China’s Inclusion in MSCI Benchmark Equity Index Spells New Risks for Institutional and Individual Investors

Although Chi­nese stocks were bumped up to an 18-month high as a result of Bei­jing hav­ing achieved its long-cov­eted inclu­sion in MSCI’s global bench­marks (includ­ing its flag­ship Emerg­ing Mar­kets Index) for the fist time (after three failed attempts), there are abun­dant rea­sons for cau­tion among U.S. and other for­eign insti­tu­tional and indi­vid­ual investors.  Accord­ing to HSBC, as much as $500 bil­lion from for­eign investors could ulti­mately flow into China’s domes­tic exchanges in the com­ing years, should com­pa­nies like MSCI and FTSE Rus­sell give full weight to Chi­nese stocks in their indexes.

At this point in time, how­ever, only some 222 Chi­nese stocks (known as A-shares) are sched­uled for inclu­sion in the bench­marks roughly a year from now.  MSCI antic­i­pates about $17 bil­lion mov­ing into China’s domes­tic mar­kets ini­tially.  The company’s Emerg­ing Mar­kets Index alone is tracked by funds with some $1.6 tril­lion of assets under man­age­ment world­wide that will be oblig­ated to buy the Chi­nese stocks selected.

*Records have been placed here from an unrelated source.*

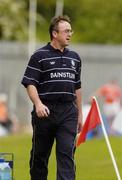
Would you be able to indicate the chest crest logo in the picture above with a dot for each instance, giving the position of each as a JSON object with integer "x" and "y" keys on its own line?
{"x": 73, "y": 63}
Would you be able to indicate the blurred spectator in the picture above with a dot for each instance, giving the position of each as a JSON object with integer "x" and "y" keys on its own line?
{"x": 111, "y": 94}
{"x": 7, "y": 125}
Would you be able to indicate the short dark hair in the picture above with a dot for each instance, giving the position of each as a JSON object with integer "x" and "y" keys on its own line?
{"x": 55, "y": 21}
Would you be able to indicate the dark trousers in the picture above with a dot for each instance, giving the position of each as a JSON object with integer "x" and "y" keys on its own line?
{"x": 62, "y": 126}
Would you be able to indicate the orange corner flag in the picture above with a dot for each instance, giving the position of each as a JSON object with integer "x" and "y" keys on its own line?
{"x": 92, "y": 120}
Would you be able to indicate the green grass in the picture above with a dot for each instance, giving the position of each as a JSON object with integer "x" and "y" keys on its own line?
{"x": 93, "y": 161}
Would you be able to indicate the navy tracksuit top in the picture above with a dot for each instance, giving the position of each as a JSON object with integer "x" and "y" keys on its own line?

Mar­ket play­ers have been very keen to gain access to the Shang­hai and Shen­zhen exchanges with com­bined cap­i­tal­iza­tion of some $7.5 tril­lion. Despite China being the sec­ond biggest equity mar­ket in the world, for­eign investors only rep­re­sent 2% of total equity hold­ings.  That said, Chi­nese stocks traded in Hong Kong and New York already made up some 27% of MSCI’s Emerg­ing Mar­kets Index.  Reports indi­cate that it was the open­ing of a “Stock Con­nect” trad­ing link between the Shang­hai and Shezhen mar­kets and Hong Kong that served as the prin­ci­pal cat­a­lyst for this devel­op­ment.  This arrange­ment allows investors to avoid the cap­i­tal restric­tions that they would face buy­ing shares in these domes­tic Chi­nese mar­kets in ren­minbi.

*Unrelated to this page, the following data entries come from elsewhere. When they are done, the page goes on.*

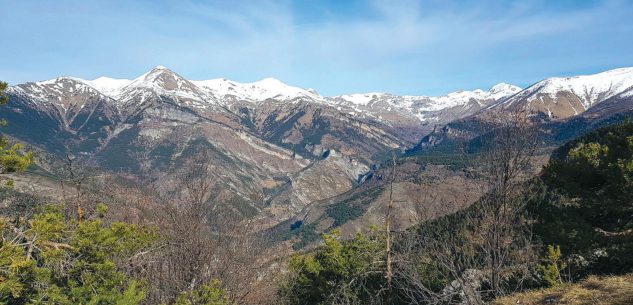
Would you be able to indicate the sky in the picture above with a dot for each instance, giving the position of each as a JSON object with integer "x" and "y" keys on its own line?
{"x": 415, "y": 47}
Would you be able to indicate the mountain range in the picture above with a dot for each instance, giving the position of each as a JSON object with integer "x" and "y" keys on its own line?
{"x": 275, "y": 149}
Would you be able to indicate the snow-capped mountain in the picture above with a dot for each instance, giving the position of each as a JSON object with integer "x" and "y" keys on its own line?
{"x": 562, "y": 97}
{"x": 427, "y": 109}
{"x": 161, "y": 81}
{"x": 265, "y": 89}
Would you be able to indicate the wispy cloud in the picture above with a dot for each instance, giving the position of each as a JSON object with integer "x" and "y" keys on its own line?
{"x": 408, "y": 47}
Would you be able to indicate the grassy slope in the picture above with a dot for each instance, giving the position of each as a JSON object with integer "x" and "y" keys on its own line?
{"x": 614, "y": 290}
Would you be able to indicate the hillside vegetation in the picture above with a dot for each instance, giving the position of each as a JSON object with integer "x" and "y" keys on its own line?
{"x": 595, "y": 290}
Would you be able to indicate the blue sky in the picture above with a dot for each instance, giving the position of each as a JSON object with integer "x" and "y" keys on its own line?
{"x": 334, "y": 46}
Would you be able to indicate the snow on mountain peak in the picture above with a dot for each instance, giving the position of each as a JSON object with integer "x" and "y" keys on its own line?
{"x": 267, "y": 88}
{"x": 591, "y": 89}
{"x": 108, "y": 86}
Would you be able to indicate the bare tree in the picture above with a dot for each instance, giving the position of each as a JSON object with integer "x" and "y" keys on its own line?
{"x": 484, "y": 251}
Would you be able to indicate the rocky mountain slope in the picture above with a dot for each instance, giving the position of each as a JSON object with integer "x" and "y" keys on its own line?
{"x": 559, "y": 105}
{"x": 275, "y": 149}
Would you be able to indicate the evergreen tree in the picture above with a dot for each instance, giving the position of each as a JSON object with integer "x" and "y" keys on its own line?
{"x": 51, "y": 260}
{"x": 12, "y": 156}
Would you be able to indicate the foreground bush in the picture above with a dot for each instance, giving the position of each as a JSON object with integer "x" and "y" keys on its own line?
{"x": 615, "y": 290}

There are down­side risks, how­ever, of this action by MSCI.  Chi­nese stock mar­kets are still politi­cized and sub­ject to manip­u­la­tion by the state, as wit­nessed dur­ing the mar­ket “cor­rec­tions” that occurred dur­ing the sum­mer of 2015, and again in early 2016. Nearly two-thirds of stocks MSCI will include are state-con­trolled.  It is still the case that state-backed Chi­nese invest­ment funds are ordered to buy or sell shares accord­ing to the government’s deci­sion to con­trol undue mar­ket volatil­ity.  Short sell­ing has, in the past, been sus­pended alto­gether at such times, as has the trad­ing of as much as half of the stocks in these exchanges for an extended period of time.

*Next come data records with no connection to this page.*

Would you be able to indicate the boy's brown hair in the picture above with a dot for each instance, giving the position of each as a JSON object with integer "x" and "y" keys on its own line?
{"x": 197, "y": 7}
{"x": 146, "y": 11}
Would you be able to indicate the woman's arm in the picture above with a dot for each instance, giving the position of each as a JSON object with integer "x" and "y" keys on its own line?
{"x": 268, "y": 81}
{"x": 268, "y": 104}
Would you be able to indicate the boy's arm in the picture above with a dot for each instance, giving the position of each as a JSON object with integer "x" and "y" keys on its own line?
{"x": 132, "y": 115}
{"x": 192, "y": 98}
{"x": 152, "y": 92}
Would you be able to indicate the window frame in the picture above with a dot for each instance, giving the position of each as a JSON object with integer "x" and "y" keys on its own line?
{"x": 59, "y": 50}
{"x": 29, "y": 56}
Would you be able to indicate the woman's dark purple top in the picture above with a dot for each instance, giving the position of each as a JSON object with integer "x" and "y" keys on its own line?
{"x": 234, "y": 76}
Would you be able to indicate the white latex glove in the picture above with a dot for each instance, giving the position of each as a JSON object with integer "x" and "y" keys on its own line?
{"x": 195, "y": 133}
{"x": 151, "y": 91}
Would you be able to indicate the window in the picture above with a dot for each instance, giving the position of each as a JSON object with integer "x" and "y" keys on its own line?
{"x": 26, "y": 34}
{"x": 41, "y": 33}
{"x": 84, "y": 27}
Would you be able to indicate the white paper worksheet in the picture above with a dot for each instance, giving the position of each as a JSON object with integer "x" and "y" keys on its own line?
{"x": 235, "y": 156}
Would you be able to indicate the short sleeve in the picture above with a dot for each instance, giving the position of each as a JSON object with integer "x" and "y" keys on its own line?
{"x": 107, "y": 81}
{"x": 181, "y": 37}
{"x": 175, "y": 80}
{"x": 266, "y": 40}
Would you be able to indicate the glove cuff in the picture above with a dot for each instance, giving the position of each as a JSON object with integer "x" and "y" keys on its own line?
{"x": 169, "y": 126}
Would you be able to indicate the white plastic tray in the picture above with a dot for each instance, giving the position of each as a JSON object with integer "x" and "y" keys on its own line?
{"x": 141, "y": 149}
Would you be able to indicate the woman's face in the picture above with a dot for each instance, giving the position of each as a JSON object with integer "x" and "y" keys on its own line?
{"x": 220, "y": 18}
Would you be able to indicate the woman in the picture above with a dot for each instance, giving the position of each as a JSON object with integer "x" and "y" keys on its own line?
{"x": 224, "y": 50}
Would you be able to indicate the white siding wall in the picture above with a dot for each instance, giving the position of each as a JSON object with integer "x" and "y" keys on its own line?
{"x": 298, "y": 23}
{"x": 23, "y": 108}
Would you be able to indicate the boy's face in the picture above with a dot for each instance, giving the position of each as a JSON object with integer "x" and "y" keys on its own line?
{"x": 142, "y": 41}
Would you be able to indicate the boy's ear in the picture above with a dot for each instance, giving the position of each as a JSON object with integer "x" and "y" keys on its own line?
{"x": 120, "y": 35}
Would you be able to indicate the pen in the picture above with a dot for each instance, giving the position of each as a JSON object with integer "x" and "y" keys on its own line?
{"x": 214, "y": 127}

Beyond Chi­nese insti­tu­tional short­com­ings and high cor­po­rate debt lev­els are the risk pro­files and global foot­prints of a num­ber of Chi­nese enter­prises slated to be included in the MSCI bench­marks.  Some have poten­tial affil­i­a­tions with the Chi­nese national secu­rity estab­lish­ment and mil­i­tary.  Oth­ers may be asso­ci­ated with con­tro­ver­sial projects abroad, such as island-build­ing in the South China Sea.  Some Chi­nese com­pa­nies have engaged in ille­gal hack­ing, U.S. sanc­tions vio­la­tions, pro­lif­er­a­tion-related activ­ity and other high-risk endeav­ors.

These risk fac­tors are now more rel­e­vant to mar­ket play­ers due to the MSCI’s recent announce­ment and will require height­ened dili­gence efforts to prop­erly nav­i­gate in the period ahead.